Song by Van Morrison

from the album Astral Weeks
- Released: November 1968
- Recorded: 15 October 1968
- Studio: Century Sound, New York City
- Genre: Folk rock
- Length: 3:20
- Label: Warner Bros.
- Songwriter(s): Van Morrison
- Producer(s): Lewis Merenstein

Astral Weeks track listing
- 8 tracks "Astral Weeks"; "Beside You"; "Sweet Thing"; "Cyprus Avenue"; "The Way Young Lovers Do"; "Madame George"; "Ballerina"; "Slim Slow Slider";

= Slim Slow Slider =

"Slim Slow Slider" is the closing track on the 1968 album Astral Weeks by Northern Irish singer-songwriter Van Morrison.

==Recording and composition==
As the final song on the album, "Slim Slow Slider" was also the last song recorded on the final session on 15 October 1968, at Century Sound Studios in New York City with Lewis Merenstein as producer. John Payne, who played soprano saxophone on this song, says there was a long section at the end of this song that was cut off. "It was five to ten minutes of instrumental jamming, semi-baroque and jazz stuff."
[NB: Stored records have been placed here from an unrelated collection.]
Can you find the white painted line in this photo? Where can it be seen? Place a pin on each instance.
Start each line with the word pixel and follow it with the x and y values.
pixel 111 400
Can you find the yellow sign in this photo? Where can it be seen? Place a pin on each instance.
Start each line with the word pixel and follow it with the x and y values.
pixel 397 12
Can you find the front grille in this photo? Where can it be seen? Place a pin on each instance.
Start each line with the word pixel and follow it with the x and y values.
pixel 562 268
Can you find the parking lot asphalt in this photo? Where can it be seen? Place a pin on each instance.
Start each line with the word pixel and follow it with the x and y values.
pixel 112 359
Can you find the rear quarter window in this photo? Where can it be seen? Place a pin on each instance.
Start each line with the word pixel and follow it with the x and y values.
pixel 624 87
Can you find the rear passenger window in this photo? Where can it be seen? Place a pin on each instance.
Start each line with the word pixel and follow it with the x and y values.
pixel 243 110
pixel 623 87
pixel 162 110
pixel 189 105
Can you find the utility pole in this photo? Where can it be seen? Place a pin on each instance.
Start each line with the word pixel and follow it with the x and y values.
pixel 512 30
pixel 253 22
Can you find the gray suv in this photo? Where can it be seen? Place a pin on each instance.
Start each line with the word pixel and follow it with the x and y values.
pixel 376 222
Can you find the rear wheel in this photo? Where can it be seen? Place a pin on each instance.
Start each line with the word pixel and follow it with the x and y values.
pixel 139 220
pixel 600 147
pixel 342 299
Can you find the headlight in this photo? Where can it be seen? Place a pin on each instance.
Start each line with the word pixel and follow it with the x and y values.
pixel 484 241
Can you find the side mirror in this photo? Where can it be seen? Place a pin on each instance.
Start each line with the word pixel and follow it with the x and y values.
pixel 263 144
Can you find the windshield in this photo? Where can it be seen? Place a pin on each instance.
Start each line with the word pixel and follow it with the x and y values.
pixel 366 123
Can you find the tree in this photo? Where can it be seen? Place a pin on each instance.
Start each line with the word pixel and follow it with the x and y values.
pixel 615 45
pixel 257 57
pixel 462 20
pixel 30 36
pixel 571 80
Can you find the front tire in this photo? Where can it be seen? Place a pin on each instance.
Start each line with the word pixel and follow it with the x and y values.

In Morrison's words, the subject of this song is "a person who is caught up in a big city like London or maybe is on dope." Brian Hinton describes it as being an intrusion between the two poles of Belfast and America in the other songs. "The craziness of "Cyprus Avenue" has come home, so that the streets of Notting Hill become 'some sandy beach', in the junkies eyes....We are back in the world of "T.B. Sheets", and a twelve bar blues, and Van's chuckle is truly nasty. After all those rebirths, here is a song about winter, "white as snow", and death..." The song ends abruptly with Van slapping on the side of his guitar.

==Other releases==
"Slim Slow Slider" was also featured on Morrison's 2009 album Astral Weeks Live at the Hollywood Bowl, recorded forty years after the classic album Astral Weeks was first released. Morrison changed the song's placement on this album to the third song instead of the final song, adding also to the length and content, entitling the new addition "I Start Breaking Down".

==Personnel==
- Van Morrison – vocals, acoustic guitar
- Richard Davis – double bass
- John Payne – soprano saxophone
- Warren Smith, Jr. – percussion

==Covers==
Johnny Rivers named his 1970 album Slim Slo Slider and included two versions of the song. Tom McShane performed a live version of the song.

It was among the acoustic covers recorded by Peter Laughner in his bedroom on the night he died, which were later collectively released as The Last Recordings.